Finalmente, depois de uma ou duas semanas daquela vida furtiva, ele conseguiu, observando e seguindo os guardas, aproveitando todas as oportunidades possíveis, descobrir onde cada anão estava preso. Encontrou todas as doze celas em diferentes partes do palácio e, depois de algum tempo, aprendeu a movimentar-se por ali com facilidade. Qual não foi sua surpresa quando um dia ouviu uns guardas conversando e ficou sabendo que havia um outro anão também preso, num lugar especialmente profundo e escuro. Adivinhou imediatamente, é claro, que se tratava de Thorin, depois de algum tempo descobriu que sua suspeita estava correta. Por fim, depois de muitas dificuldades, conseguiu encontrar o lugar quando não havia ninguém por perto, e trocar algumas palavras com o líder dos anões.
Thorin estava por demais arrasado para continuar zangado diante de seus infortúnios, e até começava a pensar em dizer ao rei tudo sobre seu tesouro e sua busca (o que mostra como estava desanimado), quando ouviu a vozinha de Bilbo pelo buraco da fechadura. Mal pôde acreditar no que ouvia. Logo, porém, decidiu que não podia estar enganado, aproximou-se da porta e, aos sussurros, teve uma longa conversa com o hobbit.
Foi assim que Bilbo conseguiu levar em segredo o recado de Thorin a cada um dos anões aprisionados, dizendo-lhes que Thorin, seu líder, também estava preso ali no palácio, e que ninguém deveria revelar sua missão ao rei, não por enquanto, não antes que Thorin se manifestasse.
Pois Thorin sentia-se outra vez encorajado, depois de ouvir como o hobbit resgatara seus companheiros das aranhas, e estava mais uma vez determinado a não obter o próprio resgate prometendo ao rei uma parte do tesouro, até que toda e qualquer esperança de escaparem de alguma outra maneira tivesse desaparecido, na verdade, até que o notável Sr. Invisível Bolseiro (de quem passara a ter um conceito realmente muito alto) desistisse por completo de pensar em algo mais inteligente.

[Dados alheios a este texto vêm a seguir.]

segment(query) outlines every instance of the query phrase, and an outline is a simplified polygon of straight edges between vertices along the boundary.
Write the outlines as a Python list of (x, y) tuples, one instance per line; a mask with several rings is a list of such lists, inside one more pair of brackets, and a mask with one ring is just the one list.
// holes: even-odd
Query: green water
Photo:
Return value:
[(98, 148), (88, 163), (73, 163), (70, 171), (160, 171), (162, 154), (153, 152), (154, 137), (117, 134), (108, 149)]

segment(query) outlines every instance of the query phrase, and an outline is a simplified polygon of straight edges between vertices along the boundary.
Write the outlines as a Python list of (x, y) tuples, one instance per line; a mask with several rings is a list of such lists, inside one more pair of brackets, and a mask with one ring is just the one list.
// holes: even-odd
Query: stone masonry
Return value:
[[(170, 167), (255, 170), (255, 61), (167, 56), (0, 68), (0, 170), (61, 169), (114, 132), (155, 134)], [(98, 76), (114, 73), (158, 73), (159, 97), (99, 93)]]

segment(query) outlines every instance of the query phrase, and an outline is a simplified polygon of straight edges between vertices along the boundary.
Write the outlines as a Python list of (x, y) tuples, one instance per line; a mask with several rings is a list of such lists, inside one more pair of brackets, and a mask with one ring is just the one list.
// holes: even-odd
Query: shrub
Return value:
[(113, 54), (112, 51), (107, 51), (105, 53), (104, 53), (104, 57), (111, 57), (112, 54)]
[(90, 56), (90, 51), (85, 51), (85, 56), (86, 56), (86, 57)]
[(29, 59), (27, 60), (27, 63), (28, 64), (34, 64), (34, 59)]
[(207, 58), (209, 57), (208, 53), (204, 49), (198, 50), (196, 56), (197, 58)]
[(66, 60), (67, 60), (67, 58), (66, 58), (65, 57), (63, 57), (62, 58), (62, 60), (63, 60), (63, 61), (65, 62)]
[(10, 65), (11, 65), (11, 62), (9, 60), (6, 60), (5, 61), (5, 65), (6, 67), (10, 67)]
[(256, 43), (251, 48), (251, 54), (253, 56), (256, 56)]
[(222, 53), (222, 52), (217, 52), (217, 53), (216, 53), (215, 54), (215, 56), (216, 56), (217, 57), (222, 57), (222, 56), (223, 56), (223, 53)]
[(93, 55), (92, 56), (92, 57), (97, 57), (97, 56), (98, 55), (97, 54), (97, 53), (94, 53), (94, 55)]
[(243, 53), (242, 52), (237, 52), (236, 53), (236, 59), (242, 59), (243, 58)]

Os outros anões concordaram totalmente quando receberam o recado.
Todos achavam que suas partes do tesouro (que consideravam suas, apesar da situação e do dragão ainda não vencido) sofreriam sérios danos se os Elfos da Floresta reivindicassem para si uma quota, e todos confiavam em Bilbo. Exatamente o que Gandalf dissera que aconteceria, como vocês podem ver. Talvez esse fosse um de seus motivos para ir embora e abandoná-los.